METHODS: We searched several databases from 1993 until Apr. 5, 2021, to identify published studies in inpatient clinical teaching units that involved medical trainees and reported outcomes related to trainee education or health care delivery. We identified emergent themes using a narrative approach and determined confidence in review findings using the Grading of Recommendations Assessment, Development and Evaluation Confidence in the Evidence from Reviews of Qualitative Research (GRADE-CERQual) methodology.
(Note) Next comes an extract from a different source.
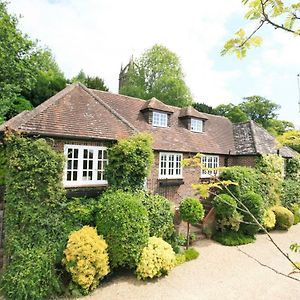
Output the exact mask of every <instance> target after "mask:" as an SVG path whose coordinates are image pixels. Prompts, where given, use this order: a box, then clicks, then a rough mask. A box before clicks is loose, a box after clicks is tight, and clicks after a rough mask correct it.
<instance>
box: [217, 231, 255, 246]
mask: <svg viewBox="0 0 300 300" xmlns="http://www.w3.org/2000/svg"><path fill="white" fill-rule="evenodd" d="M213 239H214V240H215V241H217V242H219V243H220V244H222V245H225V246H238V245H245V244H250V243H253V242H254V241H255V237H254V236H251V235H246V234H244V233H242V232H236V231H227V232H219V231H218V232H216V233H215V235H214V236H213Z"/></svg>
RESULTS: We included 107 studies of internal medicine clinical teaching units, of which 93 (87%) were conducted in North America. Surveys (n = 31, 29%), trials (n = 17, 16%) and narrative studies (n = 15, 14%) were the most prevalent study designs. Practices identified as contributing to improved clinical education or health care delivery included purposeful rounding (high confidence), bedside rounding (moderate confidence), resource stewardship interventions (high confidence), interprofessional rounds (moderate confidence), geographic wards (moderate confidence), allocating more trainee time to patient care or educational activities (moderate confidence), "drip" continuous models of admission (moderate confidence), limiting duty hours (moderate confidence) and limiting clinical workload (moderate confidence).

INTERPRETATION: In this review, we identified several evidence-based practices that may contribute to improved educational and health care outcomes in clinical teaching unit settings. These findings may offer guidance for policies, resource allocation and staffing of teaching hospitals.